We've decided to keep this option in our back pocket, but for now we're going to move forward with interposing dlsym instead of dlopen.

godlygeek commented 2 months ago

One downside I just noticed for this approach is that we're screwing up the contract for dlerror(): we're making a bunch of dlopen and dlsym and dlclose calls that the application doesn't know about, which could result in the return value from dlerror being clobbered by one of our internal attempts, rather than the last attempt the user made.

I'm not sure that's worth trying to work around, but it's worth noting, at least...

pablogsal commented 2 months ago

One downside I just noticed for this approach is that we're screwing up the contract for dlerror(): we're making a bunch of dlopen and dlsym and dlclose calls that the application doesn't know about, which could result in the return value from dlerror being clobbered by one of our internal attempts, rather than the last attempt the user made.

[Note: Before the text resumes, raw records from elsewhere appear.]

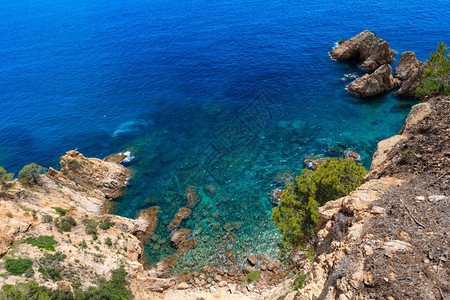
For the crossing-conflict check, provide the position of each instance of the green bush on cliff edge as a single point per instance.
(436, 79)
(297, 215)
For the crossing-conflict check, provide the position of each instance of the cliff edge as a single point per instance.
(389, 238)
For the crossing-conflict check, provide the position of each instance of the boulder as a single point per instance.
(247, 269)
(179, 235)
(274, 266)
(210, 190)
(252, 260)
(182, 213)
(407, 66)
(192, 196)
(92, 173)
(275, 196)
(313, 162)
(365, 48)
(370, 85)
(408, 88)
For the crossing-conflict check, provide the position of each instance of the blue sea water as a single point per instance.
(228, 93)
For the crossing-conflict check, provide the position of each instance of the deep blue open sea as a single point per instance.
(228, 93)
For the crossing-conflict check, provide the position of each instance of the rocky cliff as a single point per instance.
(65, 214)
(389, 238)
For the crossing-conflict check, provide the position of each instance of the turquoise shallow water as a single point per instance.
(177, 85)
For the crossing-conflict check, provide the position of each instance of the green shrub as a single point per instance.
(297, 215)
(74, 164)
(43, 242)
(30, 172)
(18, 266)
(108, 241)
(105, 224)
(47, 219)
(83, 244)
(5, 176)
(436, 78)
(114, 289)
(8, 186)
(299, 281)
(253, 276)
(61, 211)
(65, 223)
(90, 226)
(310, 254)
(31, 290)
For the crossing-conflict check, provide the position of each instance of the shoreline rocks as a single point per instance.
(182, 214)
(407, 66)
(365, 48)
(370, 85)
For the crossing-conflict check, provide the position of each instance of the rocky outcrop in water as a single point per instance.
(370, 85)
(365, 48)
(373, 242)
(409, 86)
(407, 66)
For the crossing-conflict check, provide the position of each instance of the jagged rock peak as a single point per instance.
(365, 48)
(374, 84)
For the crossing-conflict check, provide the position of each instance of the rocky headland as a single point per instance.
(374, 55)
(388, 239)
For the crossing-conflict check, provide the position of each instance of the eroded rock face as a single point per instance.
(409, 86)
(407, 66)
(93, 173)
(365, 48)
(379, 82)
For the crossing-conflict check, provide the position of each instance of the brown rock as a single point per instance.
(379, 82)
(252, 260)
(407, 66)
(150, 215)
(186, 245)
(93, 173)
(352, 155)
(274, 266)
(247, 269)
(366, 48)
(192, 196)
(182, 214)
(179, 235)
(408, 88)
(115, 158)
(313, 162)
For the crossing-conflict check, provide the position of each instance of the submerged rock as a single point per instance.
(313, 162)
(179, 235)
(193, 198)
(408, 88)
(379, 82)
(182, 214)
(365, 48)
(275, 196)
(352, 155)
(407, 66)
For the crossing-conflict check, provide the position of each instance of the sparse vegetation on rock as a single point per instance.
(29, 173)
(297, 215)
(436, 78)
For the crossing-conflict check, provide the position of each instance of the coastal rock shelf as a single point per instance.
(397, 218)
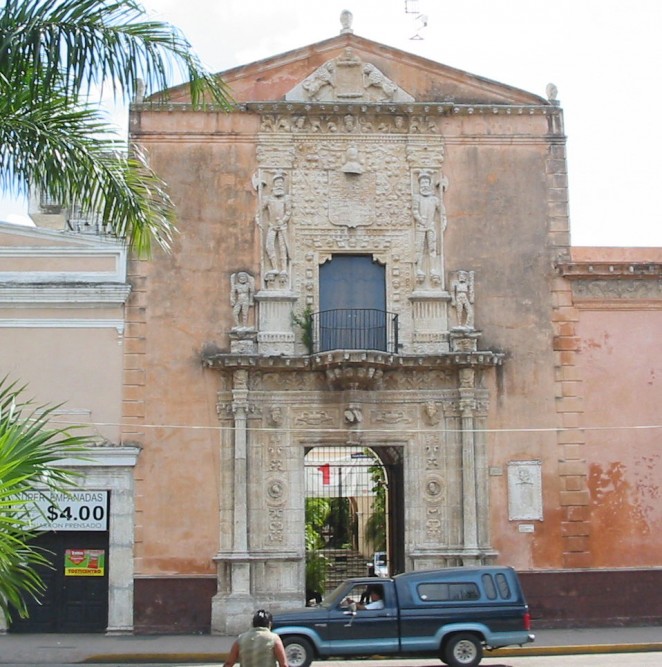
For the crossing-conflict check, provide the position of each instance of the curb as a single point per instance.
(172, 658)
(168, 658)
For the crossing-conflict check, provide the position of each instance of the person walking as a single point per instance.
(258, 647)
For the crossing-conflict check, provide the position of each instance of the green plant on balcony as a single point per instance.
(305, 322)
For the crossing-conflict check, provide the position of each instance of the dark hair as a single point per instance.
(262, 619)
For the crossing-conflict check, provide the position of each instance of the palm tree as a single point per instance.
(29, 453)
(54, 137)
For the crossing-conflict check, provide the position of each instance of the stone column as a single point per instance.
(231, 607)
(469, 490)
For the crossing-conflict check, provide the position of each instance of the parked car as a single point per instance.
(454, 614)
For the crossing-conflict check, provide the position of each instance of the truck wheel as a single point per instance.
(299, 651)
(463, 650)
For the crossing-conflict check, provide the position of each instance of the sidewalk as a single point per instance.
(47, 649)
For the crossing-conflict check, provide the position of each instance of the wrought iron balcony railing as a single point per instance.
(355, 329)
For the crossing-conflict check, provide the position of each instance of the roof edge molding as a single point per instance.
(348, 78)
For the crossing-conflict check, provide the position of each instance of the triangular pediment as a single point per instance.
(348, 78)
(38, 255)
(24, 236)
(294, 76)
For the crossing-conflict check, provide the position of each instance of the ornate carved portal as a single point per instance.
(350, 165)
(431, 411)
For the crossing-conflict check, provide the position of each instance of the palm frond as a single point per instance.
(85, 42)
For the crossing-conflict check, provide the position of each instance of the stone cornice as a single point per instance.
(354, 359)
(610, 270)
(68, 294)
(405, 108)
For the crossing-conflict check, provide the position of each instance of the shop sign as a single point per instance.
(75, 510)
(84, 562)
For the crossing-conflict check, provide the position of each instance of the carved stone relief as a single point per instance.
(273, 218)
(525, 491)
(242, 298)
(462, 298)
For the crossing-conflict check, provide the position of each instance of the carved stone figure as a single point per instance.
(278, 209)
(426, 208)
(321, 78)
(462, 298)
(242, 291)
(373, 77)
(431, 413)
(349, 123)
(346, 18)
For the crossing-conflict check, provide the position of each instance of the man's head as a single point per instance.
(262, 619)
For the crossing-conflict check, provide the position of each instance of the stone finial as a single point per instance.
(140, 92)
(346, 18)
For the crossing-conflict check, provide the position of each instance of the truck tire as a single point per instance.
(299, 651)
(462, 650)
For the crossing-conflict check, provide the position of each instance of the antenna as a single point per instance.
(411, 7)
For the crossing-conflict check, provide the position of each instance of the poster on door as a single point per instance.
(84, 562)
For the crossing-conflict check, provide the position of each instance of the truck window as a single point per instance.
(488, 585)
(502, 584)
(447, 592)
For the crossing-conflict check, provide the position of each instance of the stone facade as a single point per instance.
(347, 148)
(515, 408)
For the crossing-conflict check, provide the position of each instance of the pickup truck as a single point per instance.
(453, 614)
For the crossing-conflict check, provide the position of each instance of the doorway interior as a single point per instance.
(354, 513)
(76, 595)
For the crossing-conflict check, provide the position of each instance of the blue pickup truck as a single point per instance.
(453, 614)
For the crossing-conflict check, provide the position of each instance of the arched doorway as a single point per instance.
(352, 525)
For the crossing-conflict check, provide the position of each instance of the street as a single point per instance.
(641, 659)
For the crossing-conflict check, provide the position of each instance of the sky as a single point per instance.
(604, 56)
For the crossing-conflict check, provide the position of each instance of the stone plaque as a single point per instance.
(351, 199)
(525, 491)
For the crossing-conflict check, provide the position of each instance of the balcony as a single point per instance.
(355, 329)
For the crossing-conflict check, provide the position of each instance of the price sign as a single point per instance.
(77, 510)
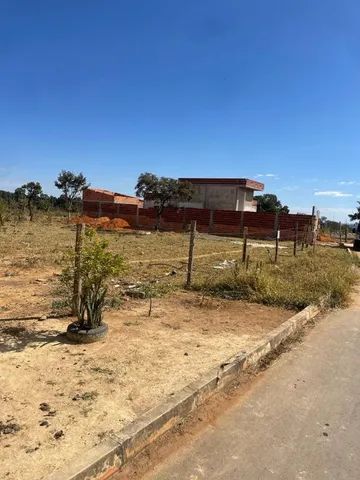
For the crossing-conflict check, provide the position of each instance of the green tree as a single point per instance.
(355, 216)
(270, 203)
(32, 192)
(71, 185)
(162, 191)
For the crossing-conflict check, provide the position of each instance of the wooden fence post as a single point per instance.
(276, 223)
(277, 246)
(137, 217)
(296, 239)
(242, 222)
(80, 229)
(340, 232)
(191, 252)
(247, 262)
(245, 235)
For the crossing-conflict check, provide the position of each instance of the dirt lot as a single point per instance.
(81, 394)
(58, 399)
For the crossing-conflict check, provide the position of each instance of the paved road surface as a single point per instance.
(301, 421)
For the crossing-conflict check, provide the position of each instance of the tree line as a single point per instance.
(31, 197)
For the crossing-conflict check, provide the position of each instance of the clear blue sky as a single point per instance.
(265, 89)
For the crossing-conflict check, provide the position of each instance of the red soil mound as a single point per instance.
(102, 222)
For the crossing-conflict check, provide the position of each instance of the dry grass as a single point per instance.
(325, 276)
(160, 260)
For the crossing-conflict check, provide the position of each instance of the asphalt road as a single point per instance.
(300, 421)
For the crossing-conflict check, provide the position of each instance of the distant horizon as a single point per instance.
(264, 90)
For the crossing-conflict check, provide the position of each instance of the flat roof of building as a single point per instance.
(243, 182)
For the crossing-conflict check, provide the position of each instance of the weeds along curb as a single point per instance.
(107, 457)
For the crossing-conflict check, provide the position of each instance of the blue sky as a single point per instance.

We can clear the possible error before calling the real dlopen if you want by calling dlerror() ourselves as this is documented to clean existing errors when called: https://github.com/bminor/glibc/blob/96d0bf98cafd0b63721f369ca21ec64590551d47/dlfcn/dlerror.c#L120

pablogsal commented 2 months ago

@godlygeek Btw, I made some experiments regarding the null values of paths->dls_serpath[i].dls_name. Looks like empty entries are already resolved to ".":

LD_LIBRARY_PATH=":a:b" python -m pytest tests/integration/test_extensions.py -v -s -k test_dlopen_with_rpath
...
...
Num paths 8
Checking .
Checking a
Checking b
Checking /tmp/pytest-of-root/pytest-23/test_dlopen_with_rpath0/sharedlibs/sharedlibs
Checking /lib/aarch64-linux-gnu
Checking /usr/lib/aarch64-linux-gnu
Checking /lib
Checking /usr/lib

same if you do -Wl,-rpath,:a:$ORIGIN/sharedlibs:

Num paths 7
Checking .
Checking a
Checking /tmp/pytest-of-root/pytest-24/test_dlopen_with_rpath0/sharedlibs/sharedlibs
Checking /lib/aarch64-linux-gnu
Checking /usr/lib/aarch64-linux-gnu
Checking /lib
Checking /usr/lib

maybe we should bail out like I did before on nullptr.

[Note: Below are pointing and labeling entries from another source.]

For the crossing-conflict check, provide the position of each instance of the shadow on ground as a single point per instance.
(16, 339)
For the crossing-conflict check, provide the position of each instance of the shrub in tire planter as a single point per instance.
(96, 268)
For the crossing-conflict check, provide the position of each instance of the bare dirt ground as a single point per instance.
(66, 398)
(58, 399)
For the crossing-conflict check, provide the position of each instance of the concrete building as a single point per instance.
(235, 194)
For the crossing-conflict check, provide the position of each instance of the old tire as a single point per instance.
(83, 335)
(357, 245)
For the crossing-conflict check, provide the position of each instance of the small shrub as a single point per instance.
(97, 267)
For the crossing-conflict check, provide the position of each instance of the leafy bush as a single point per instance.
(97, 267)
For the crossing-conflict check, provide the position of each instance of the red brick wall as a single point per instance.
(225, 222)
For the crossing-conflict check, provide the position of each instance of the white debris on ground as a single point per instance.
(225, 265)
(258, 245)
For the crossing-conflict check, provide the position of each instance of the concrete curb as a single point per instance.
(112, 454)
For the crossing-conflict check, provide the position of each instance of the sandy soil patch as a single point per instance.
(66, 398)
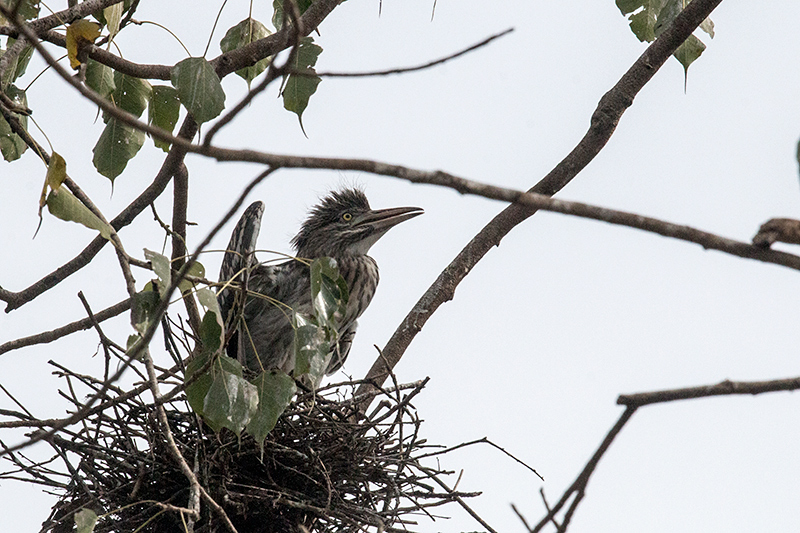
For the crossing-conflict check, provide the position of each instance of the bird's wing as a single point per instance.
(341, 349)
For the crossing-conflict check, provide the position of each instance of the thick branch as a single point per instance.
(604, 121)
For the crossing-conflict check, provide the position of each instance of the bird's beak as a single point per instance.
(381, 220)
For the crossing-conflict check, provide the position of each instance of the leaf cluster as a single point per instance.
(648, 18)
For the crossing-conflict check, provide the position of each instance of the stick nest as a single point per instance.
(323, 468)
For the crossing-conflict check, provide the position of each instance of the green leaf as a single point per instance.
(629, 6)
(28, 9)
(244, 33)
(161, 268)
(85, 520)
(231, 401)
(277, 15)
(196, 390)
(708, 27)
(62, 204)
(197, 270)
(329, 292)
(275, 393)
(131, 93)
(199, 88)
(163, 111)
(100, 78)
(11, 145)
(56, 171)
(298, 89)
(211, 331)
(17, 67)
(667, 14)
(116, 146)
(144, 307)
(690, 50)
(113, 16)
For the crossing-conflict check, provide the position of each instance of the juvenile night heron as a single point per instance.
(342, 227)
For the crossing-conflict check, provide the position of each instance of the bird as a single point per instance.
(343, 227)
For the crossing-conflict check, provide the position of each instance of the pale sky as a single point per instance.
(554, 324)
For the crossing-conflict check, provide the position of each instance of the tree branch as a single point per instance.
(722, 388)
(578, 487)
(604, 120)
(63, 331)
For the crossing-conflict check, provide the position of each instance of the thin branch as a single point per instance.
(604, 121)
(578, 487)
(180, 205)
(272, 74)
(403, 70)
(720, 389)
(63, 331)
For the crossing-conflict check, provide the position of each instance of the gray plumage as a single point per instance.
(343, 227)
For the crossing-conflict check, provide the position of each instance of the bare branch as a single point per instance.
(720, 389)
(63, 331)
(403, 70)
(604, 121)
(578, 487)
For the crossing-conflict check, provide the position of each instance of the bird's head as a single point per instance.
(343, 224)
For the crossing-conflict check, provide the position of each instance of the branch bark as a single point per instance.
(604, 121)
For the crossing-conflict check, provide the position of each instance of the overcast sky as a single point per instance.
(559, 320)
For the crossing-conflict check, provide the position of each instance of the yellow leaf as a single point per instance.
(80, 33)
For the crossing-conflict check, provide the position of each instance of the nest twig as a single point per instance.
(323, 468)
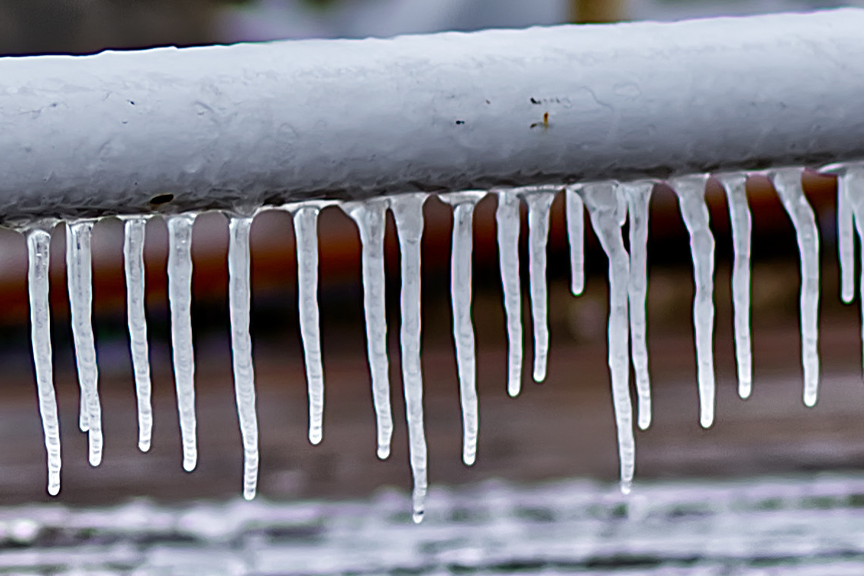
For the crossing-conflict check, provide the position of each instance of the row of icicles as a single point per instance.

godlygeek commented 2 months ago

maybe we should bail out like I did before on nullptr.

I don't think it's possible to get paths->dls_serpath[i].dls_name == nullptr, so I don't think it matters too much what we do, beyond that we shouldn't crash if it somehow happens. I'd suggest we just continue and ignore that entry, but treating it the same as "" seems fine too.

Checking the glibc code, it looks like it never assigns a null pointer to dls_name, and the docs don't suggest that it ever could. In fact (in retrospect unsurprisingly, considering there's no call to free this structure and dlclose could be called asynchronously from another thread) every dls_name is assigned to some pointer into the paths buffer. That is, RTLD_DI_SERINFOSIZE sets dls_size to a size that's big enough not only for an array of dls_cnt entries of type dls_serpath, but also for dls_cnt paths following the dls_serpath array, all concatenated together with '\0' bytes between them, and paths->dls_serpath[i].dls_name is set to the i'th string in that buffer.

pablogsal commented 2 months ago

I don't think it's possible to get paths->dls_serpath[i].dls_name == nullptr, so I don't think it matters too much what we do, beyond that we shouldn't crash if it somehow happens. I'd suggest we just continue and ignore that entry, but treating it the same as "" seems fine too.

I pushed a fixup for that